We put everything together in a GANLearner.

It is very important to set the value switch_eval=False. If not, the generator will be in eval mode (the BatchNorm layers will behave differently) when the critic is being updated but it will be in trian mode during its SGD step. The same thing would happend for the critic. This leads to model collapse.

We use the optimization hyperparameters that the authors suggest.

Since we are using FixedGANSwitcher we need twice the number of iterations to reproduce the results.

patch70_critic = Patch70(6)
critic = SiameseCritic(patch70_critic)
cgen = CGenerator(3, 3, enc_l=5)
cgen = ConditionalGenerator(cgen)
out = widgets.Output()
learn = GANLearner(
                   dls, cgen, critic,
                   GeneratorLoss(GeneratorBCE(), nn.L1Loss(), 1, 100),                   
                   crit_bce_loss,
                   switcher=FixedGANSwitcher(n_crit=1, n_gen=1),
                   metrics=[l1, GenMetric(gen_bce_loss), CriticMetric(crit_fake_bce), CriticMetric(crit_real_bce)],
                   opt_func = partial(Adam, mom=0.5, sqr_mom=0.999, wd=0,eps=1e-7),
                   cbs=[ProgressImage(out, figsize=(20,10), conditional=True)],
                   gen_first=True,
                   switch_eval=False)
learn.recorder.train_metrics=True
learn.recorder.valid_metrics=False
out
epochs = 400
learn.fit(epochs, lr=2e-4, wd=0)
learn.show_results(max_n=2, ds_idx=1, figsize=(20,10))

Save the model if you want

 

GANLearner.predict[source]

GANLearner.predict(item, rm_type_tfms=None, with_input=False)

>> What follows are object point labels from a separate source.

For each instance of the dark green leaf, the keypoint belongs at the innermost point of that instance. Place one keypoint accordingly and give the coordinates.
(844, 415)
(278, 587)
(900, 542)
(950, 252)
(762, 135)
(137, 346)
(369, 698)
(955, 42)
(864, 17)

Prediction on item, fully decoded, loss function decoded and probabilities

We patch the predict method and we can generate output using file names as input.

fn = files[L(files).itemgot(0).attrgot('stem').argwhere(eq('cmp_b0331'))[0]][0]
learn.predict(fn)[0].show();
fn = files[L(files).itemgot(0).attrgot('stem').argwhere(eq('cmp_b0068'))[0]][0]
learn.predict(fn)[0].show();

pix2pix_learner[source]

pix2pix_learner(dls, gen_arch, critic=None, cut=None, config=None, gen_loss=None, cri_loss=None, switcher=None, opt_func=None, gen_first=False, switch_eval=True, show_img=True, clip=None, cbs=None, metrics=None, loss_func=None, lr=0.001, splitter=trainable_params, path=None, model_dir='models', wd=None, wd_bn_bias=False, train_bn=True, moms=(0.95, 0.85, 0.95))

Build a unet learner from dls and arch

We put everything together in learner and we can train a pix2pix network with three lines of code. This time we use the DynamicUnet model as generator.

metrics=[l1, GenMetric(gen_bce_loss), CriticMetric(crit_fake_bce), CriticMetric(crit_real_bce)]
out = widgets.Output()
cbs = ProgressImage(out, figsize=(20,10), conditional=True)
learn = pix2pix_learner(dls, resnet34, metrics=metrics, cbs=cbs)
learn.recorder.train_metrics=True
learn.recorder.valid_metrics=False
out
learn.fit(400, lr=2e-4, wd=0)
learn.show_results(max_n=2, ds_idx=1, figsize=(20,10))